Physical sex is a different thing entirely. Sex is more the product of physical desire for release and the stimulation that gets you there. Without getting too graphic, what stimulates and how is not about attraction, desire or orientation. Many times people have had a sexual encounter with someone they have not found attractive. In fact people will have same sex encounters given the right set of circumstances. Prisons are often mentioned in this context. Prison same-sex encounters are highly complicated because while some are simply for release others are about power and control over another prisoner. Those that aren’t usually involve straight people who want a partner and there are few female opportunities. In fact in some of these encounters in men’s prisons the more dominate prisoner will find was to feed the fantasy that the other prisoner is a woman with makeup, lipstick and hair dos. But a clearer example is the large number of gay individuals who grew up hearing how horrible being gay is trying to build a straight life. This often includes marriage and children, only to run out of patience and announce the truth or worse carry on affairs that can be dangerous for many reasons.

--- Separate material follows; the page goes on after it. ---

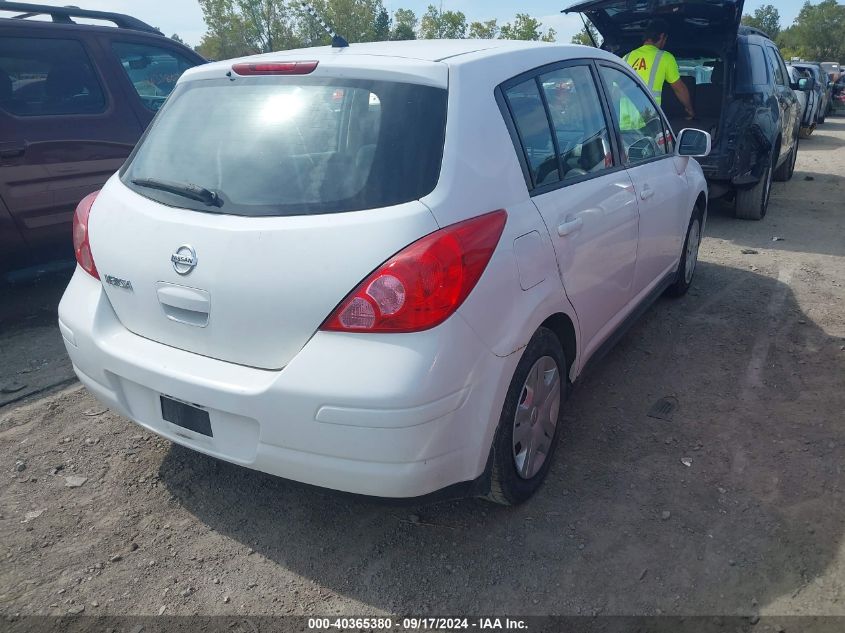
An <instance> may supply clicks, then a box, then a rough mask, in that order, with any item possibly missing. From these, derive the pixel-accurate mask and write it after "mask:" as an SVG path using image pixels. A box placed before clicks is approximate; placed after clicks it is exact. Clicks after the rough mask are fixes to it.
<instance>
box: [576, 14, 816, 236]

Defining a person by who they are sexual attracted to is not only unfair it is ignorant and bigoted. Gay people are no more likely in most settings to be overly sexual. While it is true that in certain contexts gay men tend to flaunt sexuality. But this is more a protest to a culture that never saw them as appropriate for public viewing at all. I would argue that when gay couples are more normative, men in chaps and tight shorts will be LESS likely to be walking down 5th Avenue in a parade and the Castro district will be just another funky neighbor. Anti-gay culture drove gay men underground and when they came out, some wanted to be in your face about it. Many, many, many more just want to be able to be listed with their partners in company directories and obituaries of their parents without losing their jobs, positions in their community organizations or getting kicked out of scouting. What the people who are so dead set against gays being treated as full humans tend not to understand that their double standards are slowly being lost to history. But in the mean time the pace is still not fast enough.
I am both amused and frightened by the growing anger of people who are anti-gay. I hope for dialogue. But until that is possible I applaud the Boy Scouts of America for their thoughtful approach and while half a loaf, it is on par with how they have historically expressed change. Now if the Supreme Court does the right thing in the coming weeks we might all move into an era where gay people are seen as people. Where the old couple holding hands is cute regardless of whether they are two men, two women or a man and woman, and that the marriage of two people of the same sex is celebrated in every college newspaper as much as a straight couple. I can hope. Join me, it is more fun than holding onto anger.